Ad Arezzo, nelle zone di Cortona e della Val di Chiana, la situazione è difficilissima: “Il girasole è in sofferenza, come il sorgo – spiega Alessandro Filippini dell’Azienda Francesco Vinciarelli – la produzione, se non piove entro qualche settimana, è destinata a essere inferiore, anche del 30%”. L’azienda ha seminato circa 70 ettari a girasole che rendono, più o meno, 30 quintali ad ettaro: “Se va avanti di questo passo il fiore resterà piccolo – spiega ancora – ed anche il sorgo, che è la prima volta che seminiamo, è in sofferenza”.
“E’ evidente – spiega Tulio Marcelli, presidente Coldiretti Arezzo – che esiste un problema molto serio. Se per il grano i giochi sono fatti e le prime stime sono positive per produzione e quantità, per mais e girasole in particolare, qualche preoccupazione la stiamo avendo”. Per Marcelli gli eccessi climatici ed il prolungamento di condizioni particolarmente straordinarie come la siccità, ma anche il freddo e stagioni molto piovose “stanno ridisegnando la geografia agricola della Toscana” determinando, come conseguenza, “un’incertezza nelle produzioni che si traduce in una incertezza economica per le imprese. Dobbiamo abituarci ad affrontare questo genere di anomalie perché non saranno casi sporadici, saranno sempre più frequenti per diventare una regola”.

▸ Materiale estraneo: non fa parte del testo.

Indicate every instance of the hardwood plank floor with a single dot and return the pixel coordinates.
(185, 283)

Una soluzione Coldiretti l’ha più volte proposta: “La Toscana deve attrezzarsi – conclude – e dare il via ad un piano di pozzi e laghetti dislocati su tutto il territorio regionale da cui le imprese, di tutti i settori, possono in caso di emergenza attingere”.
Questo perché non solo cereali e seminativi risentono degli effetti della siccità. Il caldo ha pesanti effetti nel mondo animale con le api stremate dal caldo che non svolgono più adeguatamente il prezioso lavoro: non riescono a prendere il polline e il nettare mettendo a rischio la produzione di miele.